Mice were placed on the CatWalk XT (Noldus) and allowed 3 runs with the following average run speed <30 cm/s and run variation <100. The data shown represents an average of 3 runs. The post-run analysis included the following run duration (s), average speed (cm/s), the maximum contact area of the ipsilateral hind paw (LH_MaxContactArea) (cm2), swing speed of the ipsilateral hind paw (LH_SwingSpeed) (cm/s). CatWalk settings during Camera Gain = 20.7 dB, Green Intensity Threshold = 0.12, Red Ceiling Light = 17.7 v, Green Walkway Light = 16.5 v.
RotaRod was performed over 3 days. On day 1, the mice were trained on the RotaRod. Once 3 min at 5 rpm was completed for each mouse, a 3-day accelerating paradigm was started. Over 5 min, the speed was increased from 4 to 40 rpm (1 rpm/8 s). 3 trials per mouse were performed on day 1–3. On day 3 following the accelerating paradigm, the mice were tested with a fixed speed paradigm. The mice were placed on the rod at 5, 10, 15, 20, 25, 30, 35, and 40 rpm for 5 min each time, or until the mouse fell off 3 times at the same speed. An inter-trial break of at least 10 min was used between each speed.
Behavioral experiments were performed by female experimenters at the University of Copenhagen (Denmark), Aarhus University (Denmark), and Heidelberg University (Germany). The list specifies the study site for each
Figures 1C + 1F: University of Copenhagen.
Figure 3A, 3C and 3D: Aarhus University.
Figure 3B + 3I: University of Copenhagen.
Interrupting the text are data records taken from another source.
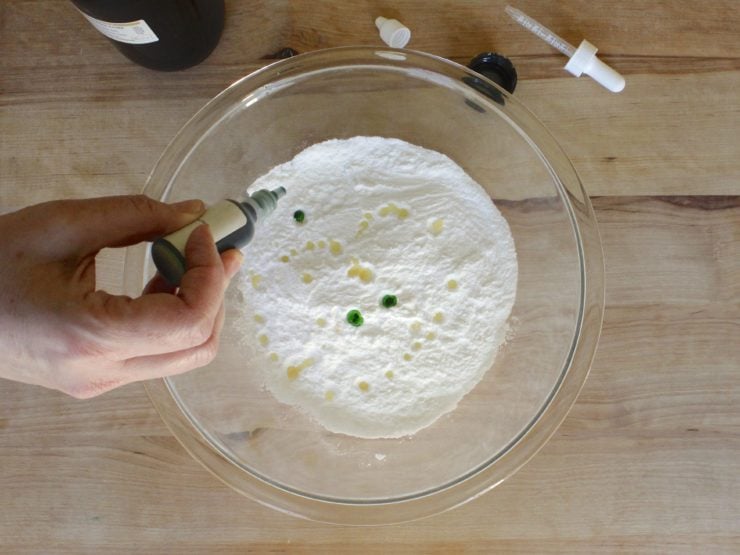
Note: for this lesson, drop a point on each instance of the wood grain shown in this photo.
(648, 459)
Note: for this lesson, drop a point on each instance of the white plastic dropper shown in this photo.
(582, 59)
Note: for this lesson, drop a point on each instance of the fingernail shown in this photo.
(193, 206)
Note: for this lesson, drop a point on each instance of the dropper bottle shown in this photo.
(232, 224)
(582, 59)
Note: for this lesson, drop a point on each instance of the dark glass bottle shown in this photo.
(166, 35)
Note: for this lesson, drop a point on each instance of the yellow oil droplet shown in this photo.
(437, 226)
(294, 371)
(335, 247)
(362, 227)
(256, 279)
(391, 208)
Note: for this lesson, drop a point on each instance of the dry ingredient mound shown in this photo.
(380, 217)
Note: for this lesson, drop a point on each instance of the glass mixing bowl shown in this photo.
(274, 454)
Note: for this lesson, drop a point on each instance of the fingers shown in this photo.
(160, 322)
(231, 259)
(170, 364)
(83, 227)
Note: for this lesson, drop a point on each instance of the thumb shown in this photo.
(89, 225)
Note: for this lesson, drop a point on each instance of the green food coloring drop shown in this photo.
(354, 317)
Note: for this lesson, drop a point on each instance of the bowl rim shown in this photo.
(544, 423)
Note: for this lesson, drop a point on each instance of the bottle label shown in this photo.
(131, 32)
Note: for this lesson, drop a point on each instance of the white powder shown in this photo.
(382, 217)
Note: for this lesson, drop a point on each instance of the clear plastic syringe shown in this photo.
(541, 31)
(582, 59)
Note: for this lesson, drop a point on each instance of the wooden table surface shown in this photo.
(649, 458)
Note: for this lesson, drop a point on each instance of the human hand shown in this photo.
(57, 331)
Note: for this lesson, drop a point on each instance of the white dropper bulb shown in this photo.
(582, 59)
(393, 32)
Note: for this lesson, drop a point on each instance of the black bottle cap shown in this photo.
(497, 68)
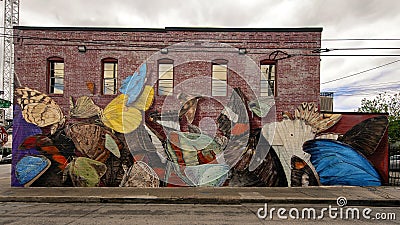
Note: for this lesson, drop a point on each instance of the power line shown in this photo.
(355, 74)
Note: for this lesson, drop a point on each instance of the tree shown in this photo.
(385, 103)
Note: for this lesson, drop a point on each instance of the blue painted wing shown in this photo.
(133, 85)
(29, 168)
(339, 164)
(21, 130)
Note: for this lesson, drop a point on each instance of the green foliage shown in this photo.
(385, 103)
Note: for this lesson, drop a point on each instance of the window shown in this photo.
(165, 77)
(110, 74)
(267, 81)
(56, 75)
(219, 78)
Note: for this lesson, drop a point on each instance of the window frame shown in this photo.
(115, 75)
(274, 90)
(165, 61)
(51, 75)
(219, 62)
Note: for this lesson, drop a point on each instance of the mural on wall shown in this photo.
(122, 146)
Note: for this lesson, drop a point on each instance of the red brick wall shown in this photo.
(297, 77)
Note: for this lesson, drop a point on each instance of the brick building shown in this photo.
(64, 61)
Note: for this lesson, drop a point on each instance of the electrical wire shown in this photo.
(355, 74)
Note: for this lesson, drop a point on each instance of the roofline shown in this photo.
(188, 29)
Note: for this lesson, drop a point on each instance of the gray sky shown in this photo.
(341, 19)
Figure 3E–3H +3J Heidelberg University.
Figure 4A: Heidelberg University.
Figure 4B–4F: University of Copenhagen.
Figure 5A: University of Copenhagen.
Figure 6A: University of Copenhagen.
Figures S2A–S2C: University of Copenhagen.
Figures S4C and S4D: University of Copenhagen.
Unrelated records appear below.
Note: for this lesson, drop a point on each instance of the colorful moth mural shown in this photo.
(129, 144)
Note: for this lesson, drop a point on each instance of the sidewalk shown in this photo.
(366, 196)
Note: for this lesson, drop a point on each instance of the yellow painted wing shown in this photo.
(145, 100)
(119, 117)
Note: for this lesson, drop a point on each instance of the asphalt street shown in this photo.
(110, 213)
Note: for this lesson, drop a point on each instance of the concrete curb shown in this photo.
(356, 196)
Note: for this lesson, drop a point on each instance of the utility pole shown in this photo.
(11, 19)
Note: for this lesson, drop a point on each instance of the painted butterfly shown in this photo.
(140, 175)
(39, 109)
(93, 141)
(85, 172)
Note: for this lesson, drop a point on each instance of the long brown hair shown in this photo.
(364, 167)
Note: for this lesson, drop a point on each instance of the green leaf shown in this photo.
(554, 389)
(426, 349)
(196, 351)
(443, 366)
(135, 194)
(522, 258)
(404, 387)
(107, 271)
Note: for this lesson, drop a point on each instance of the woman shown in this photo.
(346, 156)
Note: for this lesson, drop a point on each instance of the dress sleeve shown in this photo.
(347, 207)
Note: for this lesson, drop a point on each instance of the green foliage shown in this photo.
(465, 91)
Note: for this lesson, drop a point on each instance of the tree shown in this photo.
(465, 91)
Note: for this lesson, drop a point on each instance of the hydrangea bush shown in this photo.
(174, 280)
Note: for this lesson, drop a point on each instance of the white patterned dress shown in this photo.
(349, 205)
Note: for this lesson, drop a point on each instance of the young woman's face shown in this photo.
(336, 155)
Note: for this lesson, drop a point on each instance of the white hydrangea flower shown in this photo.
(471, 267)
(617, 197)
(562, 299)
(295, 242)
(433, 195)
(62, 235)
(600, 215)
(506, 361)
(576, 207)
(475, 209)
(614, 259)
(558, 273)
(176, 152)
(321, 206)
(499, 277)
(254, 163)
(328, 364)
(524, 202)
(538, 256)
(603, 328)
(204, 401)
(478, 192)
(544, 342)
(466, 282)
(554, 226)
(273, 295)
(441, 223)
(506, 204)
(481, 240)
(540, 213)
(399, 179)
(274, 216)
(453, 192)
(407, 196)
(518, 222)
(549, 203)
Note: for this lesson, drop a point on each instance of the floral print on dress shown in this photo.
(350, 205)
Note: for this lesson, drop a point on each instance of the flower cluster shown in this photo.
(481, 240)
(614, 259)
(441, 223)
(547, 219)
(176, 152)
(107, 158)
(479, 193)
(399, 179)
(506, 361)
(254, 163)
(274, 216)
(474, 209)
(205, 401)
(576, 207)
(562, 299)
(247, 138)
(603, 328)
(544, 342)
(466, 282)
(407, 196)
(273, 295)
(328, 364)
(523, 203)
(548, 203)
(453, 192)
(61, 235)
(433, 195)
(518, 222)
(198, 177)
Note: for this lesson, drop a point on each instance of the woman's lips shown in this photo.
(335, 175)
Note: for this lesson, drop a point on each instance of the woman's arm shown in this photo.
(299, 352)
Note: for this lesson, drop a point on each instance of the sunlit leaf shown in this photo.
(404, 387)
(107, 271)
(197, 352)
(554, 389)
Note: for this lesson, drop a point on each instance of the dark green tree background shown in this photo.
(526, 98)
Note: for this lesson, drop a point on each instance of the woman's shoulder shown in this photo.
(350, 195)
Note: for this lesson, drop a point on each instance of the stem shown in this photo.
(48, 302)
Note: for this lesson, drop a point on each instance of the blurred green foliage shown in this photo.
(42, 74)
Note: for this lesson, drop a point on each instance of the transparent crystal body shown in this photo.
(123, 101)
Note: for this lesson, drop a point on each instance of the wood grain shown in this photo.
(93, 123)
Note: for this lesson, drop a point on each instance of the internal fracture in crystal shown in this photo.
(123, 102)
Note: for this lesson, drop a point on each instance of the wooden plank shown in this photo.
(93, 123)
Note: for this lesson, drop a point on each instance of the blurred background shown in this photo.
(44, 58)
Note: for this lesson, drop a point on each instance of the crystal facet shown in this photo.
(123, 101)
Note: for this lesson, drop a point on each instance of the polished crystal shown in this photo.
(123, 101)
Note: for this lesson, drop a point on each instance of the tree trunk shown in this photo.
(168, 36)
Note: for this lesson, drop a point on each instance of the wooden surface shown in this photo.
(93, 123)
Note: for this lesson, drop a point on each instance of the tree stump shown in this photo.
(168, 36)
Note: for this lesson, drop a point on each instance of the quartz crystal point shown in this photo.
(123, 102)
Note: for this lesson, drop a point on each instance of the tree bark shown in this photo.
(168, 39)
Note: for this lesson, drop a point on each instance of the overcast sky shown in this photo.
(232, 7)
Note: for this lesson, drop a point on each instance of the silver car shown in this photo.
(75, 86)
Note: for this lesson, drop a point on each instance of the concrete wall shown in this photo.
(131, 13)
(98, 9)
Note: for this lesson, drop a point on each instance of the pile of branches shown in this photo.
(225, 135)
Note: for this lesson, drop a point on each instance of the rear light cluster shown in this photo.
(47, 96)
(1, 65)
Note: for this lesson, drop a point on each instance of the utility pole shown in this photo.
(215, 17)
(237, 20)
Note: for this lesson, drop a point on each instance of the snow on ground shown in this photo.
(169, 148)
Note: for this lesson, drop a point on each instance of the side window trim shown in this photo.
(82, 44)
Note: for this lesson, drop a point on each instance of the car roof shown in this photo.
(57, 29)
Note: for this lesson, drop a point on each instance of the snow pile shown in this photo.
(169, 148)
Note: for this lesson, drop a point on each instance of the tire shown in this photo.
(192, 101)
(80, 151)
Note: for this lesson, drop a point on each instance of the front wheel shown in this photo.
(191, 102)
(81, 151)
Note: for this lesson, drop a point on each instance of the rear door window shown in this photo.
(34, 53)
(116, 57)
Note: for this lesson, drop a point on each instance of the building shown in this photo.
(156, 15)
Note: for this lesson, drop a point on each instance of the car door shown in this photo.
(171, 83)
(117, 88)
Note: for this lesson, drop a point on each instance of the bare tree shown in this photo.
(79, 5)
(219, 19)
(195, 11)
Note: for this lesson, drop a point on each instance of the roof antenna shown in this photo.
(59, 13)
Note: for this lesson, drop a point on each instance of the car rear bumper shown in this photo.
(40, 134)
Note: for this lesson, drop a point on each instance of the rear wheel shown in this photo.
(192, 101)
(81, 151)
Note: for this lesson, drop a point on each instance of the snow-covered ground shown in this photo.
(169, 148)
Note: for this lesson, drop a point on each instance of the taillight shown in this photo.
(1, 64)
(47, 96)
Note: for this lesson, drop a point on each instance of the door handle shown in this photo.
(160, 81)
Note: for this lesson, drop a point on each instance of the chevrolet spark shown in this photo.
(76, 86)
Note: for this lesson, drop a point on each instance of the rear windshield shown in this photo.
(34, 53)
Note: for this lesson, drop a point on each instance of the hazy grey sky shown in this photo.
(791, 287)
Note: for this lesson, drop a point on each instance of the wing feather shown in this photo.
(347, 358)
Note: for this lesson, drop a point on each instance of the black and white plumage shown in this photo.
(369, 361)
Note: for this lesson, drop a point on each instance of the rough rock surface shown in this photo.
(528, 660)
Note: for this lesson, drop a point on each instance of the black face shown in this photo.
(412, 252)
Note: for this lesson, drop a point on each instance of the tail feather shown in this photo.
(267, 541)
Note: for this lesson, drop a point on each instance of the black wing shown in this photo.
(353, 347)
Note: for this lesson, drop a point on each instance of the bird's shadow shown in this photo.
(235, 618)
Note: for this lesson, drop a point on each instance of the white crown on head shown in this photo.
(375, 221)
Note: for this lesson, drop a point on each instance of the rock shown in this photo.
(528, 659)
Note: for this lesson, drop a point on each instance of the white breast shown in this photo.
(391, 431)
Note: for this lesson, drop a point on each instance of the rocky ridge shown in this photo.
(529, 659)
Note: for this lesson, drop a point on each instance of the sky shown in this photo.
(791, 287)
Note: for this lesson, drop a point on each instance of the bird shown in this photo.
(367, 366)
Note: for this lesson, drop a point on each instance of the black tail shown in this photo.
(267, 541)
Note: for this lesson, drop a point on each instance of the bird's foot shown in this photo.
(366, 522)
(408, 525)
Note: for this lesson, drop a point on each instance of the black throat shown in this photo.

Figure S5D: University of Copenhagen.
Figures S6B–S6Q: Heidelberg University.
Figures S7B and S7C: University of Copenhagen.
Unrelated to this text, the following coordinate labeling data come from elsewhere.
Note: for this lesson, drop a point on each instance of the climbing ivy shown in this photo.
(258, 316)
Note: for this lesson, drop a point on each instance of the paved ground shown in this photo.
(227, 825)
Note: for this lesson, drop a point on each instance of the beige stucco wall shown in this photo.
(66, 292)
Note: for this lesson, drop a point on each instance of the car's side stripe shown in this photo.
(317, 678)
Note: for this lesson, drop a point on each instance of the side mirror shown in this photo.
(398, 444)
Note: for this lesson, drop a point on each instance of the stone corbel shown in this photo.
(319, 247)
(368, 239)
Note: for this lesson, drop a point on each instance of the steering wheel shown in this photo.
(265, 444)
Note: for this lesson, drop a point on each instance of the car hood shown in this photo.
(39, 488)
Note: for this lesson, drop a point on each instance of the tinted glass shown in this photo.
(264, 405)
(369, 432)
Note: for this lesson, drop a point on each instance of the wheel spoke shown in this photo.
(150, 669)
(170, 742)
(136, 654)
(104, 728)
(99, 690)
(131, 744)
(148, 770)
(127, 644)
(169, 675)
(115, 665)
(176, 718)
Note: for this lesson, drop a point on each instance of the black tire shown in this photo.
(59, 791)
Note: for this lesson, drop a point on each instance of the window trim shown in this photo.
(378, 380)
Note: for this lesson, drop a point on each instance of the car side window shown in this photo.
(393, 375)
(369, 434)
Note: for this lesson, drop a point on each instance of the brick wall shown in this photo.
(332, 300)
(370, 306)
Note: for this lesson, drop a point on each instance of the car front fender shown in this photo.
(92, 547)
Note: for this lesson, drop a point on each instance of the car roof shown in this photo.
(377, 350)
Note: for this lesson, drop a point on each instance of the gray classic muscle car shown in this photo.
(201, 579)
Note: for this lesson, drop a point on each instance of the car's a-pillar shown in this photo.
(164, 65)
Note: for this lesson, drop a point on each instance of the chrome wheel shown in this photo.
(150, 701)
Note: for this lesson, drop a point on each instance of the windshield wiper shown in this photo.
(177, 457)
Statistical details are reported in the figure legends and were computed with GraphPad Prism 9 and 10. One-way ANOVA was used to compare group means between more than two groups, followed by either Dunnett’s multiple comparisons, where groups were compared with controls, or Tukey’s multiple comparisons, where means of every two groups were compared. Two-way ANOVA, or mixed-effect analysis, was used to compare group means when there were two or more variables, followed by either Tukey’s, Holm-Šidák’s, or Dunnett’s multiple comparisons (as noted in the figure legends). Depending on the experimental design, either two-way ANOVA or two-way repeated measures ANOVA was used. One-sample t test was used to compare group means. Survival probability was determined by Log rank (Mantel-Cox) test, whereas cumulative distribution was determined by Kolmogorov-Smirnov (KS) test. All comparisons are two-sided. Statistical significance was determined as ∗p < 0.05, ∗∗p < 0.01, ∗∗∗p < 0.001, ∗∗∗∗p < 0.0001, as indicated in the figures. Results show mean ± SEM, if not otherwise stated. No estimate of power was performed before experiments, but sample sizes were similar to those generally employed in the field.
Data analysis and statistical methods specific for snRNAseq and MS can be found under their respective STAR Methods section.